Adele Jellinek kam am 2. März 1890 als Tochter des Lackierers Samuel Jellinek und seiner Frau Anna, geborene Spitz, im Wiener Proletarierbezirk Ottakring, in der Gablenzgasse 9, zur Welt. Im Kindesalter an einer rheumatischen Entzündung in den Gelenken leidend, war sie nach einer fehlgeschlagenen Operation an den Rollstuhl gefesselt. Von ihren vier Geschwistern wurde ihre Schwester Rosa (geb. 2. 6. 1892) von ihrer letzten Adresse in der Leopoldstadt, Große Sperlgasse 6/Tür 3, am 2. Juni 1942 nach Minsk deportiert und ermordet, ihr Bruder Josef (geb. 26. 11. 1894), Redakteur des Kleinen Blattes und des Arbeiter-Sonntags, starb am 5. Oktober 1942 im KZ Sachsenhausen.
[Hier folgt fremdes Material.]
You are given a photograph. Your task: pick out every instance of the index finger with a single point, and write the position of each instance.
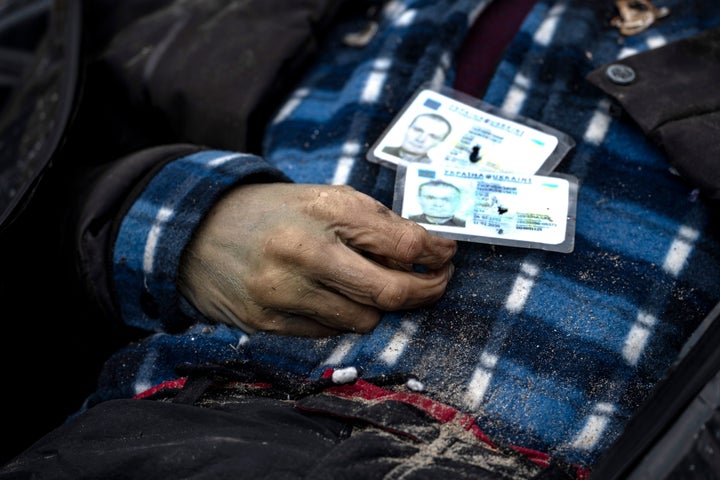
(382, 232)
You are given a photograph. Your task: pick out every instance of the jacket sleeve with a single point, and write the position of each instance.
(137, 217)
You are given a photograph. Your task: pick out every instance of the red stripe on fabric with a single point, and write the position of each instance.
(439, 411)
(173, 384)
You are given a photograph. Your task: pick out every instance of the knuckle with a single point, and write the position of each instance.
(392, 296)
(409, 243)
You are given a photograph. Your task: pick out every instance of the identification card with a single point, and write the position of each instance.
(532, 211)
(450, 129)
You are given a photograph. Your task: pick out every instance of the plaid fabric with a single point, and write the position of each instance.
(549, 351)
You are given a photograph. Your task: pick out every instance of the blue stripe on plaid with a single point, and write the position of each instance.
(550, 351)
(159, 224)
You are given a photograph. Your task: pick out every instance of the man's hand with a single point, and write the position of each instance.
(310, 260)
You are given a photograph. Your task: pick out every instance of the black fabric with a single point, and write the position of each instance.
(670, 416)
(214, 71)
(74, 117)
(663, 99)
(263, 438)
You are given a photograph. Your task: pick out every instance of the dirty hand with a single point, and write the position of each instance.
(310, 260)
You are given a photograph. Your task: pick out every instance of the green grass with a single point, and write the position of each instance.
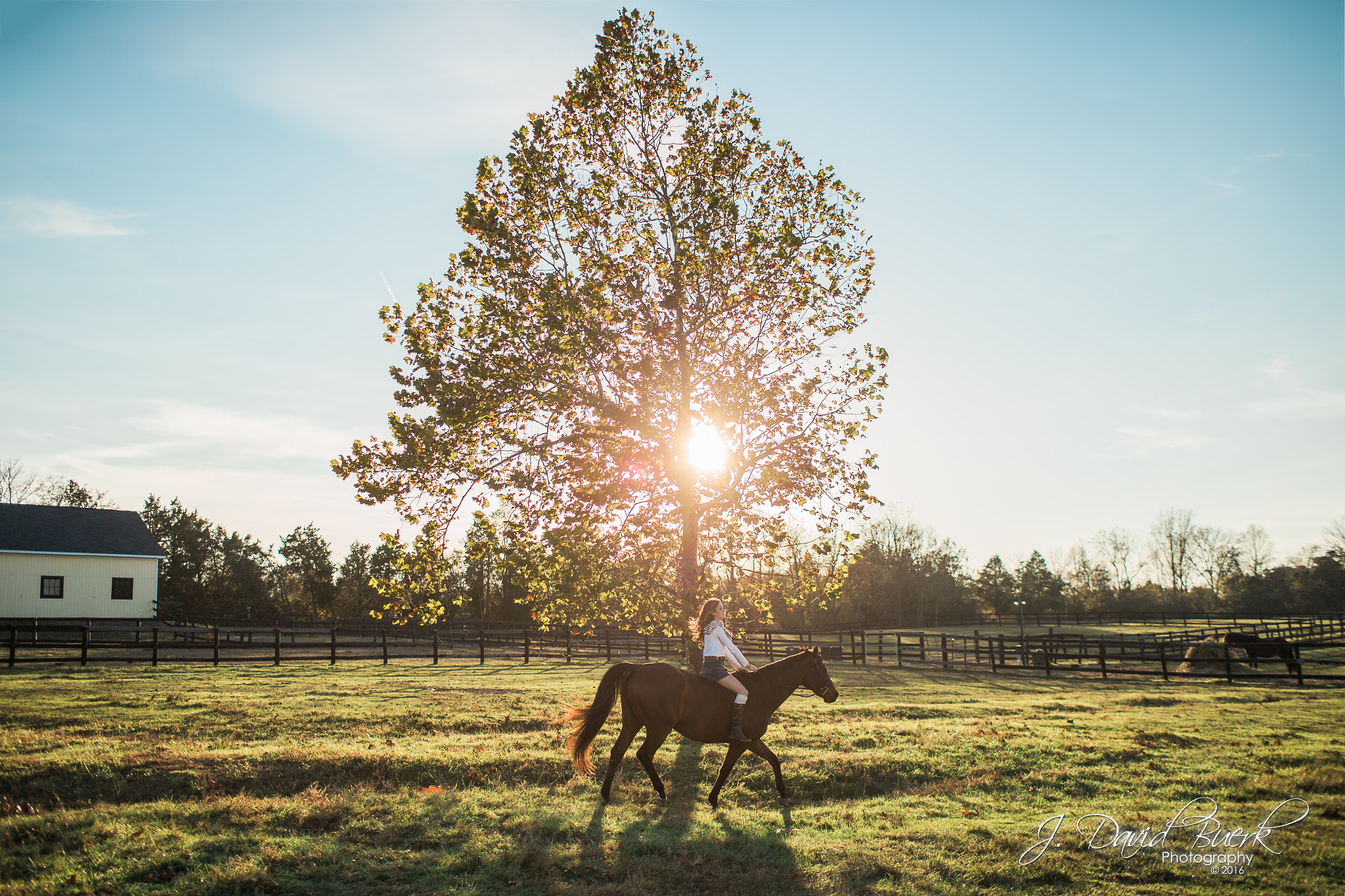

Vor allem trat Adele Jellinek mit Erzählungen, Feuilletons und Skizzen in den Zeitungen Neue Erde, Arbeiter-Zeitung, Das Kleine Blatt, Die Unzufriedene, Deutsche Freiheit, Neues Wiener Abendblatt und Neues Wiener Tagblatt hervor, bei denen fast durchwegs soziale Probleme mitschwingen. Vereinzelt begegnen wir auch lyrischen Aussagen der Schriftstellerin.

Über den Erstdruck ihres in der Arbeiter-Zeitung, dem Zentralorgan der österreichischen Sozialdemokratie, vom 17. Februar bis 26. April 1929 in Fortsetzungen publizierten Romanes "Das Tor" heißt es im Vorspann: "Adele Jellinek ist eine Schriftstellerin von scharfsinniger und feiner Beobachtung, gütigem Herzen und inniger proletarischer Einfühlung. Ihr neuer Roman, den wir im Erstdruck bieten, spielt nicht nur auf Wiener Boden, draußen in der Wiener Vorstadt, sondern ist auch seinem ganzen Wesen nach ein Wiener Roman und ein echter Volksroman dazu. In vielen ihrer Vorzüge ist diese Erzählung wohl vergleichbar Karl Adolphs 'Haus Nr. 37'. Auch im 'Tor' von A. Jellinek werden die Bewohner eines Hauses geschildert, aber nicht hauptsächlich die Menschen einer absterbenden Generation, sondern die Menschen der kommenden Zeit: die Jungen! Die proletarische Jugend in ihrem täglichen Erfahren, in ihren kleinen Freuden und großen Nöten schildert die Verfasserin und begleitet sie durch das Elend der Armut, der Arbeitslosigkeit der Eltern, des Ekels am Lebensmißbrauch der Erwachsenen, bis zum 'Tor des Lebens', zum Eintritt in den Beruf. Der Roman ist nicht heiter, sondern sehr ernst im Geschehen und in der Absicht, aber er ist auch nicht traurig, sondern recht, recht zuversichtlich; es ist der Roman eines Problems, das uns alle angeht, aber nicht nur darum interessant, sondern auch fesselnd in jedem Kapitel durch die Kunst der Verfasserin in der Darstellung von Schicksal, Charakter und Handlung."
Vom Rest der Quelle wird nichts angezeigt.